What is NGG and shader culling on AMD RDNA GPUs?

NGG (Next Generation Geometry) is the technology that is responsible for any vertex and geometry processing in AMD RDNA GPUs. I decided to do a write-up about my experience implementing it in RADV, which is the Vulkan driver used by many Linux systems, including the Steam Deck. I will also talk about shader culling on RDNA GPUs.

Old stuff: the legacy geometry pipeline on GCN

Let’s start by briefly going over how the old GCN geometry pipeline works, so that we can compare old and new.
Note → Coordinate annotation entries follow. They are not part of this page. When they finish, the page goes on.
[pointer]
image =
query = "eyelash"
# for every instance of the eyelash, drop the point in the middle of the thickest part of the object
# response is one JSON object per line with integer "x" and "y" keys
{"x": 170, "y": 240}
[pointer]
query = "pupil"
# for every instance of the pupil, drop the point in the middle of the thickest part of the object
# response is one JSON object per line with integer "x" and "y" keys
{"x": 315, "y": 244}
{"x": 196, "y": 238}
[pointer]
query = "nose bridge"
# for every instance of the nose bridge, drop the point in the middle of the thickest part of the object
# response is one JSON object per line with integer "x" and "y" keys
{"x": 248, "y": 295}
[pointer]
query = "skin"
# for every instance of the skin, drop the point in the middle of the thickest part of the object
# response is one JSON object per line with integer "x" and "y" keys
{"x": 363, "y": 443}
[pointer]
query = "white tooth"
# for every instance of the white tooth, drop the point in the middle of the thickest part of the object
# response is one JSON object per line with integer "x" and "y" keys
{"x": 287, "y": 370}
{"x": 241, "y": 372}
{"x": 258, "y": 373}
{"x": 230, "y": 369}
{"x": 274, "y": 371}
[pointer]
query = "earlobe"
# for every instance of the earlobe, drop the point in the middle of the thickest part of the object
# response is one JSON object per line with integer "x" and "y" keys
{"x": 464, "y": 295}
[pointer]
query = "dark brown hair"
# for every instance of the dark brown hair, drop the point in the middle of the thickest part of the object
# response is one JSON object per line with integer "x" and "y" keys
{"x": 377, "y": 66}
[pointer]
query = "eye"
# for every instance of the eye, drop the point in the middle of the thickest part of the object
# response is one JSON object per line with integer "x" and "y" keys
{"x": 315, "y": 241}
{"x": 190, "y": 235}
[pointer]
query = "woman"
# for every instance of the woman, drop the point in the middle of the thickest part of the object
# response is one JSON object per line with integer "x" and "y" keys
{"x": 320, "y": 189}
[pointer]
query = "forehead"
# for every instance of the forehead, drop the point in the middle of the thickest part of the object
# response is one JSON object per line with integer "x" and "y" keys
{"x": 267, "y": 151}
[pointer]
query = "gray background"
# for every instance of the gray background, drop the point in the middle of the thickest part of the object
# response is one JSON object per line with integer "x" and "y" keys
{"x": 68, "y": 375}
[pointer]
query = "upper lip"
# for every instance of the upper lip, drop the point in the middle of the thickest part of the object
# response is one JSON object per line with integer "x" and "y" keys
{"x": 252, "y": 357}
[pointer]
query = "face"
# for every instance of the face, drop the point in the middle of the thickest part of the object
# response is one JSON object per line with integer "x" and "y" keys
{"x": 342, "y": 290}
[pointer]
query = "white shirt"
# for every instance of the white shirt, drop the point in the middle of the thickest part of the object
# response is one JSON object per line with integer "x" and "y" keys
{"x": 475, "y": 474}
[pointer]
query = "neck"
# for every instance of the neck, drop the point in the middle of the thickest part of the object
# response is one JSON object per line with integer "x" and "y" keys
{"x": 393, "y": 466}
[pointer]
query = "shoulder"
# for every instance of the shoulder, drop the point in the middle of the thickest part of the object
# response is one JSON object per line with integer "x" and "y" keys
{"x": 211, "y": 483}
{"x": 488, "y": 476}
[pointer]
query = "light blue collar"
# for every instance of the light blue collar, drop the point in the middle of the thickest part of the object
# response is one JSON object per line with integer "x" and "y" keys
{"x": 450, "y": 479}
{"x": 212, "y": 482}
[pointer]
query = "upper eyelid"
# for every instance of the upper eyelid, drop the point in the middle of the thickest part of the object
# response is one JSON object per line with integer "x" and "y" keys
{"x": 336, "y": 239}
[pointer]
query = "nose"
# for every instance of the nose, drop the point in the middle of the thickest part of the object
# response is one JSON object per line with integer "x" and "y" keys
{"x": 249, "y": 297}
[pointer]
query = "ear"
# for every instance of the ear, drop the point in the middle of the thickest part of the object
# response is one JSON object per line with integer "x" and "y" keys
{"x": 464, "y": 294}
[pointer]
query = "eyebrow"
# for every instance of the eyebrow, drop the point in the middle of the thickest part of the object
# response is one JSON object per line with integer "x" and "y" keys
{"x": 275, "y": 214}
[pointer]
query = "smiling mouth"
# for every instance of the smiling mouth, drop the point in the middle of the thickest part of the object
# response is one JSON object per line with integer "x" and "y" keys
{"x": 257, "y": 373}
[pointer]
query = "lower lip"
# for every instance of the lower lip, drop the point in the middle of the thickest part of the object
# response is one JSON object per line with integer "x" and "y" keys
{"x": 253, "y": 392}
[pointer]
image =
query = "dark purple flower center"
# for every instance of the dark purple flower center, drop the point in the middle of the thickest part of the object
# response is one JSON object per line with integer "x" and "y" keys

GCN GPUs have 5 programmable hardware shader stages for vertex/geometry processing: LS, HS, ES, GS, VS. These HW stages don’t exactly map to the software stages that are advertised in the API. Instead, it is the responsibility of the driver to select which HW stages need to be used for a given pipeline. We have a table if you want details.

The rasterizer can only consume the output from HW VS, so the last SW stage in your pipeline must be compiled to HW VS. This is trivial for VS and TES (yes, tess eval shaders are “VS” to the hardware), but GS is complicated. GS outputs are written to memory. The driver has no choice but to compile a separate shader that runs as HW VS, and copies this memory to the rasterizer. We call this the “GS copy shader” in Mesa. (It is not part of the API pipeline but required to make GS work.)

Notes:

All of these HW stages (except GS, of course) use a model in which 1 shader invocation (SIMD lane, or simply thread in D3D jargon) corresponds to 1 output vertex. These stages (except GS) are also not aware of output primitives.
Vega introduced “merged shaders” (LS+HS, and ES+GS) but did not fundamentally change the above model.

New stuff: NGG pipeline on RDNA

The next-generation geometry pipeline vastly simplifies how the hardware works. (At the expense of some increased driver complexity.)

There are now only 2 HW shader stages for vertex/geometry processing:

Surface shader which is a pre-tessellation stage and is equivalent to what LS + HS was in the old HW.
Primitive shader which can feed the rasterizer and replaces all of the old ES + GS + VS stages.

The surface shader is not too interesting, it runs the merged SW VS + TCS when tessellation is enabled. I’m not aware of any changes to how this works compared to old HW.

The interesting part, and subject of much discussion on the internet is the primitive shader. In some hardware documentation and register header files the new stage is referred to as simply “GS”, because AMD essentially took what the GS stage could already do and added the ability for it to directly feed the rasterizer using exp (export) instructions. Don’t confuse this with SW GS. It supports a superset of the functionality that you can do in software VS, TES, GS and MS. In very loose terms you can think about it as a “mesh-like” stage which all these software stages can be compiled to.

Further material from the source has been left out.